Important! Dogs get kicked. Dead dogs don’t. That is how Dale Carnegie explains criticism at the start of Part 6, Chapter 20 of, “How To Stop Worrying And Start Living.”
Dale tells us that people have this thing about wanting to pick other people apart who are in successful or high positions. They get satisfaction out of criticizing the more successful person, or person in a higher position, because it makes them feel more important.
Of course, there are people out there who will criticize anyone because they can, or because they don’t feel good about themselves in the first place. They don’t care what position someone holds in life and will stop at nothing to throw in a few cheap shots whenever they get the chance.
Insecurity is a driving factor when it comes to this kind of behavior. That and dissatisfaction with one’s own life.
What people don’t realize though is that, by attacking us and criticizing our perceived faults, they are actually letting us know that we are important. They don’t understand that by running off at the mouth about every negative thing they think we are, “They are complimenting us!” The more they do it and the longer they go on about it shows us just how important we are in the scheme of things.
It matters not what they say about us.
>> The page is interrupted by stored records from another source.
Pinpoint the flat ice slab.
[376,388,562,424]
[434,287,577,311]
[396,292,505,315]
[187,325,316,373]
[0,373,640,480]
The harder folks have to work to find fault with us the more they let us know just how much they feel inferior to us. If they were superior to us they wouldn’t pay us any mind at all.
So, the way Dale writes it, if people are criticizing us we can take it as a positive sign that we really are special and important. We are doing well. Our achievements are being noticed.
“So!” If we look at it from the perspective that Mr. Carnegie gives us on the matter; it certainly does seem that it would be more fun to smile at those who are criticizing us, rather than giving them the satisfaction of knowing that they are getting to us. That’s a pretty cool way of looking at being criticized isn’t it?